With plot and character in place (I write a chapter-by-chapter synopsis, and work up one- to two-page character sketches for each of the main characters), I faced the task of unfolding my core concepts into the detail required by the story: the nuts and bolts of world building.
Each section of the book required me to portray a different aspect of the Guardians’ rule: in the first section, the Guardians’ methods of educating and punishing the populace; in the second, the Guardians’ internal training systems; in the third, the special training required by the Arm of the Stone; in the fourth, the Guardians’ administrative bureaucracy; in the fifth, the Guardians’ ways of punishing their own.
As I mentioned above, I decided on the actual shape of these things only when it came time to write them. Before beginning work on each section, I paused for three or four days to sketch out settings and customs and other necessary details. While the core premises were formulated mainly in my head, I did the detail preparation on paper (I tried to think of myself as compiling a series of essays for an imaginary encyclopedia).
I also made rough maps of the terrain, buildings, cities, etc. that my characters would be encountering–nothing fancy, just enough to keep myself oriented so that I wouldn’t describe something as being on the left side of a courtyard and then, in the next chapter, say it was on the right.

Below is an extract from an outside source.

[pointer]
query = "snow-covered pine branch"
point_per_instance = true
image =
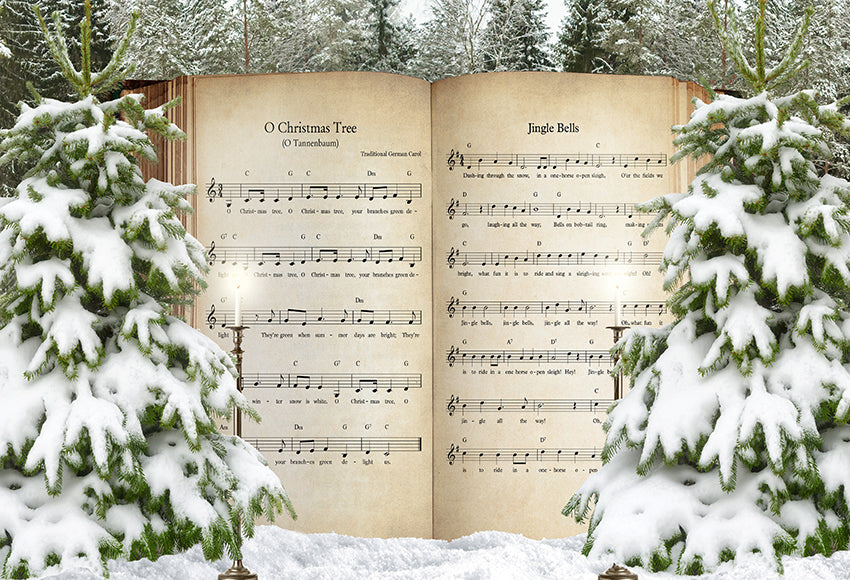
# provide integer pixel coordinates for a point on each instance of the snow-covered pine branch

This method does slow me down, since I have to stop writing fairly frequently in order to build settings. But it’s easier for me to discipline myself to this kind of prep work in small periodic doses than in large do-it-all-at-once lumps.
Plus, I like the freedom of not being locked in to a specific template from start to finish. It gives me a sense of discovering my world as I journey deeper into it, and allows room for inspiration. Many of my best details are things I probably couldn’t have envisioned at the start of the book, springing not just from my understanding of the basic principles of the reality I’ve created, but from the context of what I’ve already written.
Another advantage of building a world in bits and pieces: I don’t come up with more detail than I actually need. This is important, since I’ve found that if I go to the trouble of making something up, it’s incredibly hard to stop myself from including it, even if it doesn’t really serve the plot.
For me, this method of working is the best compromise I’ve found between the demands of good writing and my own impatience. The time spent in initial, broad-premise preparation gives me the consistency I need to produce a believable and fully-developed world, and the working out of specific details as I go allows me the flexibility I crave. Best of all, it preserves the element of discovery that is, for me, one of the greatest joys of writing.